My mom, who was not Jewish and had no plans to convert, stayed home with my infant sister and me so my dad could attend Shabbat services for the first time in decades. Just before the closing blessings, the rabbi preached a sermon warning of the moral catastrophe of intermarriage and the impending havoc it would wreak on the Jewish people. His stinging words repulsed my father.
This story of someone showing up to partake in Jewish ritual and being made to feel unwelcome is all too familiar.
We read of a similar tale in Parashat B’haalot’cha, in which Miriam and Aaron speak out against Moses’ life choices: “He married a Cushite woman” (Numbers 12:1). Our tradition identifies this woman as either Tzipporah, Moses’ wife in Exodus, or perhaps a different wife from Egypt. In either case, the argument is clear: The non-Israelite woman is an outsider, looks different, and is not worthy of marrying into our exclusive club. Whether it is her religion, skin color, or some other supposed fault, her “otherness” is too much for Miriam and Aaron to countenance.
Too many of us harbor such chauvinistic attitudes, consciously or unconsciously. We take pride in how many Nobel Prize winners are Jewish, and lately how many Jews played a role in developing COVID-19 vaccines. When we learn someone is in a new relationship, we ask of the partner, “Are they Jewish?” The more vulgar among us make jokes about the goyim (the derogatory Yiddish word for people who are not Jewish). When they see Jews of Color in the synagogue for services or an event, they assume they are part of the janitorial staff. When they see anyone outside of their Ashkenormative perception of who is a Jew, they turn into Aaron and Miriam and say, “You aren’t like us.” Every action or comment that makes someone feel “other” adds a brick to the wall of exclusion.
As our Torah portion makes clear, there is no room for exclusivity in our community.

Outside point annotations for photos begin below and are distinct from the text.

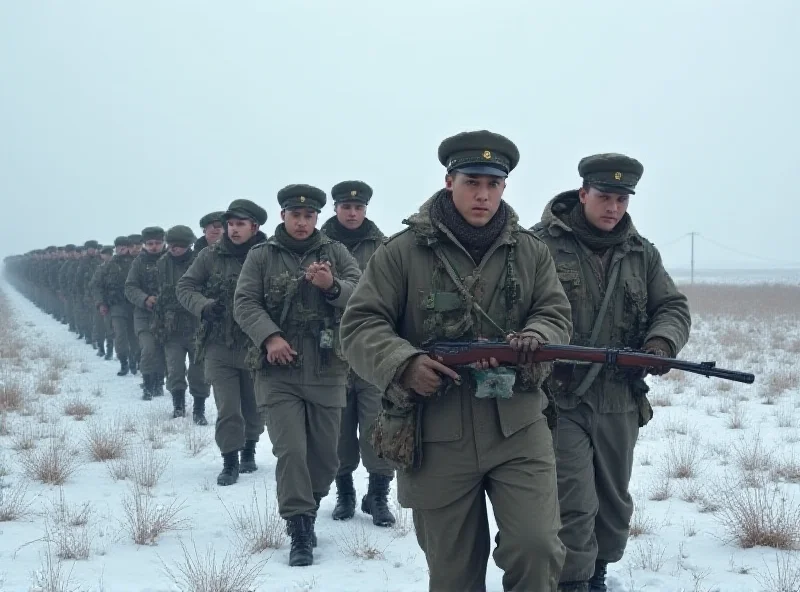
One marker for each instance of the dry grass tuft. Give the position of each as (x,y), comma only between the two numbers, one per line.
(235,573)
(78,408)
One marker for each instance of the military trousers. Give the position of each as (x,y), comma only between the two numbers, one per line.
(152,356)
(594,460)
(176,351)
(448,498)
(304,437)
(363,406)
(125,340)
(237,413)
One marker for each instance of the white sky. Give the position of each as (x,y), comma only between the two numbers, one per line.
(115,115)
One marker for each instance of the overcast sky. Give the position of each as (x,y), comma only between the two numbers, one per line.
(115,115)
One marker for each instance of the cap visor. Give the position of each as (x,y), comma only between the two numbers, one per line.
(620,189)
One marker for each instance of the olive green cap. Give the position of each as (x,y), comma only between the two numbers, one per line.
(351,191)
(211,218)
(245,209)
(180,236)
(302,196)
(479,153)
(615,173)
(152,233)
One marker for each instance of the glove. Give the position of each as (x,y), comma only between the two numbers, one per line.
(213,311)
(658,347)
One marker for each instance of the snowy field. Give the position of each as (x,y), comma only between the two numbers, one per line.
(100,491)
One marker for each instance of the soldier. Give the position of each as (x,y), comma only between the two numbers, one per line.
(621,296)
(175,328)
(206,290)
(465,270)
(111,302)
(289,300)
(141,290)
(362,237)
(103,329)
(212,230)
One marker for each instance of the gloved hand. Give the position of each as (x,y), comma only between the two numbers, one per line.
(658,347)
(213,311)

God, irate that they would criticize Moses, descends upon Aaron and Miriam in a cloud. When the cloud departs, Miriam is stricken with tzaraat, the scaly skin ailment associated with punishment for slander (Sifra Mtzora 5:7). The Torah tells us that “Miriam was shut out of the camp for seven days, and the people did not march on until Miriam was readmitted” (Numbers 12:15). In other words, Miriam was forced outside the very boundaries she was attempting to erect and enforce.

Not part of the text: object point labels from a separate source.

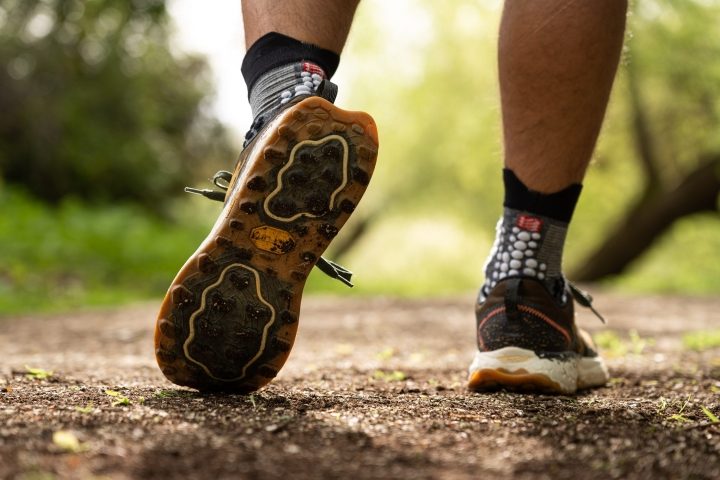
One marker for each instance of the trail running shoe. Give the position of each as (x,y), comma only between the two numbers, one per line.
(528,341)
(229,318)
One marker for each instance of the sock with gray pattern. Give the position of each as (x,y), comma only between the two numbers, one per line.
(530,236)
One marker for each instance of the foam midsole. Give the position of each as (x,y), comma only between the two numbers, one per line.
(569,372)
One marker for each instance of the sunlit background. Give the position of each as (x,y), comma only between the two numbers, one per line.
(109,108)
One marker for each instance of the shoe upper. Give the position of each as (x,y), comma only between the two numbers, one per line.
(521,312)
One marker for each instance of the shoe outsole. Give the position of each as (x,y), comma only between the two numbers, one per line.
(519,369)
(230,316)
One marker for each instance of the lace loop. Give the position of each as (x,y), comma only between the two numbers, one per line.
(585,299)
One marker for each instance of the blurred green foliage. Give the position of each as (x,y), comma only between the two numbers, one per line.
(96,105)
(77,255)
(435,98)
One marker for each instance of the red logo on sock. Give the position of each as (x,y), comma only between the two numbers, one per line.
(312,68)
(531,224)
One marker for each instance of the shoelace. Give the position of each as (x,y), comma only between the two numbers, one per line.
(222,180)
(583,298)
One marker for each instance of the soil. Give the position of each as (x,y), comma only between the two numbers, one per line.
(374,388)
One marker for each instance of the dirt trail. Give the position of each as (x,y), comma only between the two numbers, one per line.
(373,389)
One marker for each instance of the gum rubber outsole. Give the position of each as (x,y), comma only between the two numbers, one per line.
(230,316)
(519,381)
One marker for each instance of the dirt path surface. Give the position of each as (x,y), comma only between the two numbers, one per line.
(373,389)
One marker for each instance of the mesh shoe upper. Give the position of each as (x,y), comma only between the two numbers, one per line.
(521,312)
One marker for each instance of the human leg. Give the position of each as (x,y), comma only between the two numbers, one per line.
(230,316)
(557,61)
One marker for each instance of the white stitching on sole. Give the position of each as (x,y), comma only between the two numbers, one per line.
(346,150)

To recover from the illness brought on by her actions, and also for the community to move on, Miriam, not Moses or his wife, had to leave the community. This is a lesson in radical inclusivity.
In a world in which, according to the Pew Research Center, 72% of non-Orthodox marriages are interfaith, we must dispel exclusionary attitudes toward others. We must not be silent when we hear people in our community espouse ideas and language that make others feel unwelcome. When we poison the ground on which we build holy space through word or action, we undermine the very project of creating a sacred community. When we passively or actively make people feel different, we thumb our nose at God in whose image we are all made.
I was lucky that my parents persisted and found a spiritual home that welcomed our interfaith family. Yet all too often, those we greet with hostility leave forever. Not only does rejection of “the other” violate the sanctity of all human beings, it seriously undermines Jewish continuity.
Though we have made great strides in accepting interfaith families, there is more work to be done in lowering barriers to those who show up at our doors seeking community. Our responsibility is to include, not judge, all who wish to be part of our community and share our sacred values. As the saying goes, we must build longer tables, not higher walls.